I was doing some Google searches on old ErosBlog posts (about which more soon) when I discovered something amusing. Fourteen years ago I had a point to make in the endless wars that Serious Ideological Feminists were then waging (and, to a lesser extent, are still trying to wage to this day) against pornography. One of these extremists claimed that we pigdog porn consumers “CANNOT know if the girl you are masturbating to is, in reality, a sexual slave from Austria who has a gun pointed at her head just off camera.” To which my response back in 2005 was:

Yeah. And you cannot know that the bottle of salad dressing you pour on your salad isn’t full of stale unpasteurized jizz from bored wanking food factory workers, either. But that doesn’t make it likely, or stop you from eating creamy salads. Why not? Because of branding. If you worry about funky jizz in your dressing, you buy a reputable brand from a company you trust, one that’s got white-coated vat inspectors and security cams all over the factory floor. And, if you really worry, you do research. You get a tour of the factory, or (more likely) read the article in Consumer Reports by the reporter who worked there for three days undercover. The point is, you check into it a little bit.

This is perfectly possible with porn. You look for accounts of what it’s like to work for a particular porn company, how they treat their people, how the sets are run, whatever you’re worried about. Of course you can’t disprove sensationalist claims about porn factories full of enslaved Eastern European beauties this way – folks who want to cling to that fantasy will continue to do so, brandishing their “news” stories from The Weekly World News, National Enquirer, and Reader’s Digest – but you can satisfy yourself, along with any other reasonable people who might be curious, that the porn you buy is sex slave free.

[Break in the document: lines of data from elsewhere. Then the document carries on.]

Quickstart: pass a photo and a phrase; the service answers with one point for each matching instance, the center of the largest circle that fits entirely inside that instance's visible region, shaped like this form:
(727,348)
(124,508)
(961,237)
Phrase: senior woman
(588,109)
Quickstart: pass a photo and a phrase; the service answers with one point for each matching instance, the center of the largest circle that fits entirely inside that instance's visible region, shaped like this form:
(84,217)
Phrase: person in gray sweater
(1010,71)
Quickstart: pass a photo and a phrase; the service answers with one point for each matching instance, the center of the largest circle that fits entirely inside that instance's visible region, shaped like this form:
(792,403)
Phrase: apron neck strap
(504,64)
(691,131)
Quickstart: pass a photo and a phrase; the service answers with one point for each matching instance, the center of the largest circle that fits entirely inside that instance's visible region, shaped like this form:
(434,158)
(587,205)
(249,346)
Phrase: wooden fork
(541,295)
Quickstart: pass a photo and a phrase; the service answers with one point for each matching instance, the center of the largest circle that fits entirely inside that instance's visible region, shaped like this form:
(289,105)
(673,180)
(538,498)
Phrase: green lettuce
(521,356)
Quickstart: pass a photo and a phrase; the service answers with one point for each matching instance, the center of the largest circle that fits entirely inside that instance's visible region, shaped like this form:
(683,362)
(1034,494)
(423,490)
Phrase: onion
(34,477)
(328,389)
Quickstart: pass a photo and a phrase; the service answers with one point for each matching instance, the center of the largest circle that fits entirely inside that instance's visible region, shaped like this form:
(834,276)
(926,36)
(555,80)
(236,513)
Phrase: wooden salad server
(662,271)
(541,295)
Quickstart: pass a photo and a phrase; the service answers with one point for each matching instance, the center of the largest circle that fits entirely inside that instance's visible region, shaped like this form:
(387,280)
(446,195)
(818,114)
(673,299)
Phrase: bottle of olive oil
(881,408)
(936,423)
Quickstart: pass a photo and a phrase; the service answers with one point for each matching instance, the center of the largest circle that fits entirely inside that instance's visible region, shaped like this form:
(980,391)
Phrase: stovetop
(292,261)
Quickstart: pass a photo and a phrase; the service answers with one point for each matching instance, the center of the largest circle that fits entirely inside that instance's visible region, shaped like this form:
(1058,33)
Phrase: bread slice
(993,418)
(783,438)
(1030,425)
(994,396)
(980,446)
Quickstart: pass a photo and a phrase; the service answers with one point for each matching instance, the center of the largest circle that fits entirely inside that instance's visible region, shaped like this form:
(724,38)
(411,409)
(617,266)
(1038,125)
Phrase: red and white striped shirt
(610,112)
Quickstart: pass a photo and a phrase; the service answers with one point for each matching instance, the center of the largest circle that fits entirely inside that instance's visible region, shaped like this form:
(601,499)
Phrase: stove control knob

Imagine my amusement and delight to discover that my stale-jizz salad-dressing analogy got quoted with approval in the middle of mostly-useless 2010 train wreck of a porn wars comment thread at Scienceblogs.com. That turkey of a thread is more than 46,000 words of hateful thrash (according to wordcounter.net) and I cannot recommend hardly any of it to you. My sense is that the porn wars are mostly more sophisticated these days, or perhaps I’ve just gotten better at avoiding the worst dens of festering idiocy.

There were a few high points among the 46k words of headbanging. Perhaps my favorite bits were these paragraphs by commenter “spit”:

Wow, the porn wars will never end. Never. I still have scars from earlier battles in it. Y’all are way behind.

I guess my take at this point, as a pretty damn feministy feminist, is that both sides are kind of wrong. I think it’s really pretty clear to me that porn can involve exploitation, that it doesn’t have to by nature (but frequently does), that it may encourage some people toward nastiness but not others, and that it likely has social effects on attitudes about women and is also a product of those and other longstanding attitudes about women (positive feedback loop).

People are often capable of having all sorts of fantasies that they don’t find ethical and would never actually act on. The origin of those fantasies may well be social attitudes, so in that regard, the problem isn’t just the gross porn nearly so much as it is that there’s a market for it in the first place. Of course, how much of that is a feedback loop is anybody’s guess. Those attitudes are built and reinforced in any number of troubling ways, porn simply being one of the easiest to argue about. But I tend to view what exploitation is in it as a symptom much more than a cause, I guess, and know better than to think that people would suddenly respect women sexually if they stopped watching porn while they’re still living in a culture that objectifies girls as infants. I guess in that regard, I just feel like I have other fish to fry, except in the cases of coerced stuff or utter lack of consent. My opinion, of course, and others’ mileage may vary.